Kinematic constraints on evolutionary scenarios for blue compact dwarf galaxies. I. Neutral gas dynamics

We present the results of high spatial resolution, H I synthesis observations of six blue compact dwarf (BCD) galaxies. Optically, the selected galaxies have smooth, symmetric isophotes and thus are the most likely of the BCD class to fade into an object morphologically similar to a dwarf elliptical when the current starburst ends. The neutral gas in all six galaxies appears to be rotationally supported, however, indicating that true morphological transformation from a BCD to a dE will require significant loss of angular momentum.
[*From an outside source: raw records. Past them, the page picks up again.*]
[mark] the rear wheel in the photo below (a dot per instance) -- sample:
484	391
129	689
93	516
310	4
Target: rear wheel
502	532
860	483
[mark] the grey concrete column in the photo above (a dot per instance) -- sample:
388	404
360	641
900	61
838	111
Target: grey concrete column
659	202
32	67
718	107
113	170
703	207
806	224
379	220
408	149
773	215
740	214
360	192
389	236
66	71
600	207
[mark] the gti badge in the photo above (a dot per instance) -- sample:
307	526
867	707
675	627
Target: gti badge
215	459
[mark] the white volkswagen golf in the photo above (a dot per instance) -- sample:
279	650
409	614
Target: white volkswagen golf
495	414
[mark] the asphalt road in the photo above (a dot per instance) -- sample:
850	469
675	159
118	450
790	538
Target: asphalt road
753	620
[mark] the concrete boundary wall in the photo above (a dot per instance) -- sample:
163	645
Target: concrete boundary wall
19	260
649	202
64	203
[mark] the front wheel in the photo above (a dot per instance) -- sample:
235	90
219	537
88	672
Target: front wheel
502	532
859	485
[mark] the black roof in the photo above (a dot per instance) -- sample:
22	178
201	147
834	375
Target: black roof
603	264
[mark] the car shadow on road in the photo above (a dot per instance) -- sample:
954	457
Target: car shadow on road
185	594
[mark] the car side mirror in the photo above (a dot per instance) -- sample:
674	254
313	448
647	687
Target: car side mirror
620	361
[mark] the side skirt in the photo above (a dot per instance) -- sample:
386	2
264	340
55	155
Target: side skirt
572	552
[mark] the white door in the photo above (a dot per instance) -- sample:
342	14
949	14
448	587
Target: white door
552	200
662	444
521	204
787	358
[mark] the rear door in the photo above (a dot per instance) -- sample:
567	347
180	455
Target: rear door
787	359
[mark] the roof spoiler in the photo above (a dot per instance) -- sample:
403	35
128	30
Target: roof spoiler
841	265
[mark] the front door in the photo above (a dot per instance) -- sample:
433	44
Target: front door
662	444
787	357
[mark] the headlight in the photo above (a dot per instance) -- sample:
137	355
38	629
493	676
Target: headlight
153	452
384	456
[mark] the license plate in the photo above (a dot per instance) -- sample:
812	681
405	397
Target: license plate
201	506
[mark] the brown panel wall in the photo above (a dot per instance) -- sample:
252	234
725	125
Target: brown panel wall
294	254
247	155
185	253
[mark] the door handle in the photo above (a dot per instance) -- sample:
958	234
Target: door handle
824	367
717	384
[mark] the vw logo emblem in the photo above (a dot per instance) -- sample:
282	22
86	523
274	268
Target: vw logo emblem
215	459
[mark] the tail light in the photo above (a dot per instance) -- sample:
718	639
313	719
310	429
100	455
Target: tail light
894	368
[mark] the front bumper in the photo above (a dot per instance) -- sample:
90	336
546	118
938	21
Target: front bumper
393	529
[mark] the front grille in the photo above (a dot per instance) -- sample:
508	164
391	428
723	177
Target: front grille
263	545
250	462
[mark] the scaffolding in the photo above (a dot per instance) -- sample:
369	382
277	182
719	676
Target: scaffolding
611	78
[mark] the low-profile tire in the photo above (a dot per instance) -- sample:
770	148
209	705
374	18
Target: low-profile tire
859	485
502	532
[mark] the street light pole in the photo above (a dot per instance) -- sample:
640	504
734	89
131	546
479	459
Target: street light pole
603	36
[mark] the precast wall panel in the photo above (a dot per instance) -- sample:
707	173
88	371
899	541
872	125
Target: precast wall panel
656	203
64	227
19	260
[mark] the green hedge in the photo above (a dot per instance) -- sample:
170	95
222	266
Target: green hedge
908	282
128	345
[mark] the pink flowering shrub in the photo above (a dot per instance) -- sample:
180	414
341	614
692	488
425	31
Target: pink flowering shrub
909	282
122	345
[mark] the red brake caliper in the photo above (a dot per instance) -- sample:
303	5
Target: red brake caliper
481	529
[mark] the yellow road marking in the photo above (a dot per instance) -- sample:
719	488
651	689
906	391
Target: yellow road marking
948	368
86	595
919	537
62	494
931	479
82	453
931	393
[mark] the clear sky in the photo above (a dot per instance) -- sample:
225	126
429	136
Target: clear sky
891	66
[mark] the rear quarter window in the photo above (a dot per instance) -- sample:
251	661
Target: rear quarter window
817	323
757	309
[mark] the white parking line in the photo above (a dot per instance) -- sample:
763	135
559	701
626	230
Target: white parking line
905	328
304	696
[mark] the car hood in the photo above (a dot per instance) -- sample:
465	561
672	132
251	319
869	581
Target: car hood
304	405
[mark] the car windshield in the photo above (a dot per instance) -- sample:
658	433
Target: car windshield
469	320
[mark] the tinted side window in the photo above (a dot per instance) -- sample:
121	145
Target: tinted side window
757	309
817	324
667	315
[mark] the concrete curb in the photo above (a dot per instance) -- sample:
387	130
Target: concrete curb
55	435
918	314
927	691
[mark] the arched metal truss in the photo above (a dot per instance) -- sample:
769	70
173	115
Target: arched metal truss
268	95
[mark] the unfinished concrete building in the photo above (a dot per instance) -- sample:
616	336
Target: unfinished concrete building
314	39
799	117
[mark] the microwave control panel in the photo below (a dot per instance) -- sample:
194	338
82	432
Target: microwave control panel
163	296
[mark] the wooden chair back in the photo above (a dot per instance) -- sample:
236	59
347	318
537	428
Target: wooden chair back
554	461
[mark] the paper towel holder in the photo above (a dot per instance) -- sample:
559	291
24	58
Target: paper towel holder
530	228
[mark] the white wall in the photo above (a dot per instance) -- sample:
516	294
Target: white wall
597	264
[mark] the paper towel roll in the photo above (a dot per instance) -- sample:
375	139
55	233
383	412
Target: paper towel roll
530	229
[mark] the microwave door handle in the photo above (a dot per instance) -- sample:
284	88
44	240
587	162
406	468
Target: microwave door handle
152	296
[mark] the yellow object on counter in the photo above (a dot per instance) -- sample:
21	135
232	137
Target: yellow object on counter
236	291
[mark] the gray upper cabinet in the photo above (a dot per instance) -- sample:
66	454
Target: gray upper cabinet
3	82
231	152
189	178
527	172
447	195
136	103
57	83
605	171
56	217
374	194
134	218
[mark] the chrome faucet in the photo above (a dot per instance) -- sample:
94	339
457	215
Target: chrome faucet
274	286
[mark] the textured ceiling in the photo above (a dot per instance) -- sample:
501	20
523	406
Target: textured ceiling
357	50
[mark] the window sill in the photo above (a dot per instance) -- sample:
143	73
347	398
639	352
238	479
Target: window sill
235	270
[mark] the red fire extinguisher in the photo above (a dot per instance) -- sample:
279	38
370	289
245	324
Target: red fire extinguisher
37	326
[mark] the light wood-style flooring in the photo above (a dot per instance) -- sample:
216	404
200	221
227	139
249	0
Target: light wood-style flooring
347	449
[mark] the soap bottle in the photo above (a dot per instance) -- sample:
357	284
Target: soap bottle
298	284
Based on the observed neutral gas dynamics of these and other BCDs, it is unlikely that present-day BCDs will evolve directly into dwarf ellipticals after a starburst phase. We discuss alternative evolutionary scenarios for BCDs and place them within the larger context of galaxy formation and evolution models. In general, BCDs appear to have steeper rotation curves than similar luminosity, low surface brightness dwarf galaxies. BCDs have centrally concentrated mass distributions (stars, gas, and dark matter) and have lower specific angular momenta. Based on disk instability analyses, steeply rising rotation curves result in higher threshold densities for the onset of star formation. These results suggest that angular momentum may play a crucial role in the morphological evolution of low-mass galaxies: galaxies with low angular momenta will be able to collapse into small, compact galaxies, while galaxies with high angular momenta will be more diffuse systems. Furthermore, because the star formation threshold density is higher in low angular momenta systems, star formation will be delayed until an extremely high surface density is reached. Thus, angular momentum may be the fundamental parameter that determines whether a low-mass galaxy will have centrally concentrated stellar and gaseous distributions and be more susceptible to a burst mode of star formation.